A REMEDY FOR TRUSTS

Albert Sonnichsen, General Secretary of the Coöperative League, tells in the American Review of Reviews for April, 1913, how the Swedish Wholesale Society curbed the Sugar Trust; how it crushed the Margerine Combine (compelling it to dissolve after having lost 2,300,000 crowns in the struggle); and how in Switzerland the Wholesale Society forced the dissolution of the Shoe Manufacturers Association. He tells also this memorable incident:

“Six years ago, at an international congress in Cremona, Dr. Hans Müller, a Swiss delegate, presented a resolution by which an international wholesale society should be created. Luigi Luzzatti, Italian Minister of State and an ardent member of the movement, was in the chair. Those who were present say Luzzatti paused, his eyes lighted up, then, dramatically raising his hand, he said: ‘Dr. Müller proposes to the assembly a great idea—that of opposing to the great trusts, the Rockefellers of the world, a world-wide coöperative alliance which shall become so powerful as to crush the trusts.’”

COÖPERATION IN AMERICA

America has no Wholesale Coöperative Society able to grapple with the trusts. But it has some very strong retail societies, like the Tamarack of Michigan, which has distributed in dividends to its members $1,144,000 in 23 years. The recent high cost of living has greatly stimulated interest in the coöperative movement; and John Graham Brooks reports that we have already about 350 local distributive societies. The movement toward federation is progressing. There are over 100 coöperative stores in Minnesota, Wisconsin and other Northwestern states, many of which were organized by or through the zealous work of Mr. Tousley and his associates of the Right Relationship League and are in some ways affiliated. In New York City 83 organizations are affiliated with the Coöperative League. In New Jersey the societies have federated into the American Coöperative Alliance of Northern New Jersey. In California, long the seat of effective coöperative work, a central management committee is developing. And progressive Wisconsin has recently legislated wisely to develop coöperation throughout the state.

Among our farmers the interest in coöperation is especially keen. The federal government has just established a separate bureau of the Department of Agriculture to aid in the study, development and introduction of the best methods of coöperation in the working of farms, in buying, and in distribution; and special attention is now being given to farm credits—a field of coöperation in which Continental Europe has achieved complete success, and to which David Lubin, America’s delegate to the International Institute of Agriculture at Rome, has, among others, done much to direct our attention.

PEOPLE’S SAVINGS BANKS

The German farmer has achieved democratic banking. The 13,000 little coöperative credit associations, with an average membership of about 90 persons, are truly banks of the people, by the people and for the people.
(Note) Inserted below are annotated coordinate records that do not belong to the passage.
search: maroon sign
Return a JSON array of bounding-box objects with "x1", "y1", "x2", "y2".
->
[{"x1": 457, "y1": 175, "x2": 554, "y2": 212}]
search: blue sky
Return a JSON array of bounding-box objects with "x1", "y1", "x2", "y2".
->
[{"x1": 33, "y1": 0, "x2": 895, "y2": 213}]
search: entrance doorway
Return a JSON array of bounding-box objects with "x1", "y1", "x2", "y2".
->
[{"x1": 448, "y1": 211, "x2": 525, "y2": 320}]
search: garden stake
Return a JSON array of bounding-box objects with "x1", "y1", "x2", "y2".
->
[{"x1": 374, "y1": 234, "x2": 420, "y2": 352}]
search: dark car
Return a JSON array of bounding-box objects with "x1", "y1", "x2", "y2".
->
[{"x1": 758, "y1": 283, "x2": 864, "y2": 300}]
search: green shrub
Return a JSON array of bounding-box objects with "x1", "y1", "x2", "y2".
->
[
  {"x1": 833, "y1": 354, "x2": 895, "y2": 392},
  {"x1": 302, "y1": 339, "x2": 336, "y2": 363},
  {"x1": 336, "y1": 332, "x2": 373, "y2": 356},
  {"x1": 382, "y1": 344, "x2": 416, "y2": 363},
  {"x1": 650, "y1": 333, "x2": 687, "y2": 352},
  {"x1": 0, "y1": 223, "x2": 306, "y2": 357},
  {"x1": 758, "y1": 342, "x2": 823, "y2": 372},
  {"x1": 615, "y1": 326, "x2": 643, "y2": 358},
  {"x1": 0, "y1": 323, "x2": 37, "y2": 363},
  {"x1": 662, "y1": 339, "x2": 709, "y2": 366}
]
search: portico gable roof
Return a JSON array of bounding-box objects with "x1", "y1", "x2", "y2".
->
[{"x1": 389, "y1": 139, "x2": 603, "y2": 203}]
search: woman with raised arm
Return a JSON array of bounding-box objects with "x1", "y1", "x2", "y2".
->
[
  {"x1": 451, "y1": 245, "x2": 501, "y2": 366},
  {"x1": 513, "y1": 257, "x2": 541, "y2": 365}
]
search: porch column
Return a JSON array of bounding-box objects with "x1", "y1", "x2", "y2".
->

First: The banks’ resources are of the people. These aggregate about $500,000,000. Of this amount $375,000,000 represents the farmers’ savings deposits; $50,000,000, the farmers’ current deposits; $6,000,000, the farmers’ share capital; and $13,000,000, amounts earned and placed in the reserve. Thus, nearly nine-tenths of these large resources belong to the farmers—that is, to the members of the banks.

Second: The banks are managed by the people—that is, the members. And membership is easily attained; for the average amount of paid-up share capital was, in 1909, less than $5 per member. Each member has one vote regardless of the number of his shares or the amount of his deposits. These members elect the officers. The committees and trustees (and often even, the treasurer) serve without pay: so that the expenses of the banks are, on the average, about $150 a year.